MasterChef judge hails Banting dietComment on this story
In the third season of M-Net’s hit reality series, MasterChef SA, food judge Pete Goffe-Wood chats about his health kick, which has seen him lose 10kg to date. Debashine Thangevelo found out how the Banting diet has changed his life for the better…
MASTERCHEF SA judge Pete Goffe-Wood embarked on the Banting diet last year and for the first time he has not picked up weight while filming a season of the show.
“I started doing it in November,” he says. “Myself and the boys picked it up on set. (Fellow judge) Benny (Masekwameng) has been following it quite strictly as well.”
Goffe-Wood says that the Banting diet, which has become synonymous with Tim Noakes, influenced his food routine and set him on course to lose weight and keep in shape.
“Last year I picked up about eight kilos. I was determined that was not going to happen again. It is all very well going on a crash diet. I wanted something sustainable.
“For the first time, with this season, I didn’t pick up weight.”
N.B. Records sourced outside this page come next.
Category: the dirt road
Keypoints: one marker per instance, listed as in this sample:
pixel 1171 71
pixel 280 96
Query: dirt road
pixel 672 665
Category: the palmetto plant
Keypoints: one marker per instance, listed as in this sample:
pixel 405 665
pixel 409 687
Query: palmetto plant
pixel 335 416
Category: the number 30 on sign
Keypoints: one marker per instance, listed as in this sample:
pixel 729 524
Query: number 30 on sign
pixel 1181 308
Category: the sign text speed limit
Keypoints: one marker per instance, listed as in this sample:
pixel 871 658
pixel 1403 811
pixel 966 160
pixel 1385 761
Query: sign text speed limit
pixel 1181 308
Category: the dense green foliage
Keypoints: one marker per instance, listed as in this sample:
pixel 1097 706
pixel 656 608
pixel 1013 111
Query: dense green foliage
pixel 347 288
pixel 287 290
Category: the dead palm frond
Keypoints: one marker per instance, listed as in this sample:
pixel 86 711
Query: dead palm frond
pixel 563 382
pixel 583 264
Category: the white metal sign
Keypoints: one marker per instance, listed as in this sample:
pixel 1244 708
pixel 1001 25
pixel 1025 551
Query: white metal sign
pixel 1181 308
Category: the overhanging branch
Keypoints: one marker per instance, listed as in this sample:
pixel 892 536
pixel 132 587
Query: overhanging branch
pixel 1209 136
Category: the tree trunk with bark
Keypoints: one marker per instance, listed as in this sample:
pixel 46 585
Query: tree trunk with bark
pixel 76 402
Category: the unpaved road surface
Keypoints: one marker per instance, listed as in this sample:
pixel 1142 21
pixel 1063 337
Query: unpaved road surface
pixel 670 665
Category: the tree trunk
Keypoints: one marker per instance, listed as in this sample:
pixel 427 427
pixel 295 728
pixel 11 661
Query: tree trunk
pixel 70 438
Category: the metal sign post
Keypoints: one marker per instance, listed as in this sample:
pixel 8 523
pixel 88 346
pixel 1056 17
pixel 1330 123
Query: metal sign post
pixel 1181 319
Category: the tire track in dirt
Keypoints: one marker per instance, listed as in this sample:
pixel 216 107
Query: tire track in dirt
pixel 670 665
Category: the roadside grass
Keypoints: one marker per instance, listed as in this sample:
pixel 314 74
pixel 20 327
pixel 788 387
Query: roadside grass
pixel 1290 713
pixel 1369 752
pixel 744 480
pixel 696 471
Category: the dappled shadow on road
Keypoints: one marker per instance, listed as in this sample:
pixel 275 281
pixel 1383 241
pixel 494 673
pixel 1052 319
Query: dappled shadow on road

How did he manage that, given all the food they have to polish off – well, sample – on the show?
“We are professional enough to have one or two mouthfuls. What is a problem is when you are eating like that in the day, your brain sends your body signals that its full. Then at 10 at night, you realise you haven’t taken enough food in and you end up eating at night.
“The secret was to ensure we had a good breakfast and a solid lunch while shooting. In that way, we didn’t have to eat late at night. Also, we were able to snack. But instead of tucking into chocolates, sweets and everything (unhealthy) known to man, we told the guys to bring us some biltong, nuts and fruit.”
Although he is getting in three gym sessions a week, it wasn’t easy to maintain this while shooting as they had to be up and at it by 6.30am or 7am. But the boys did squeeze in a bit of golf.
“We effectively steer clear of starch… all starch. It’s not just about losing, it is maintaining the weight. That’s what I like about this Tim diet. Once you get into the swing of things, you’re not conscious about it. Now when I cook at home I don’t think about potatoes or chips with my steak. I do a salad – it has become second nature. Your energy levels are up and you sleep soundly at night.
“Feeling better goes beyond dropping a pants size – there’s no way you want to go back. I’m absolutely loving it. I gym and cycle.”
Of Reuben Riffel’s joining the team, he says: “It’s been fantastic. We love Andrew (Atkinson) to bits and we were sad to see him go. In Reuben we have a suitable replacement. He and I are old mates. He is an incredibly nice guy. He is genuine and easy to get along with. He has done TV work on his own, so there wasn’t much catch-up for him.”
Riffel is largely self-taught, worked his way into the top echelon of chefs, and has an empathy that filters throughout this season’s episodes.
Of the three, Goffe-Wood is undoubtedly the strictest.
He says: “We have got great contestants this year. Better than we had before. Sometimes my frustration or anger comes from people I know can do better – they just take their eye off the ball. You can’t really come down hard on someone for cooking something for the first time. Technique is a big part – knowing the basics. Those are the building blocks. It is the attention to detail to the small stuff. Master the simple stuff and the more complicated stuff falls into place.”
While Goffe-Wood is dogmatic about technique, Masekwameng focuses on flavour and taste.
Goffe-Wood adds: “We have a nice well-rounded team of judges, so we tick all the boxes from a technique and human point of view.”
What fans should keep a look out for is an interesting mix in personalities and backgrounds. “I think the audiences will bond sooner. There is more to love from the contestants this year.”
• MasterChef SA airs tonight on M-Net at 7.30pm.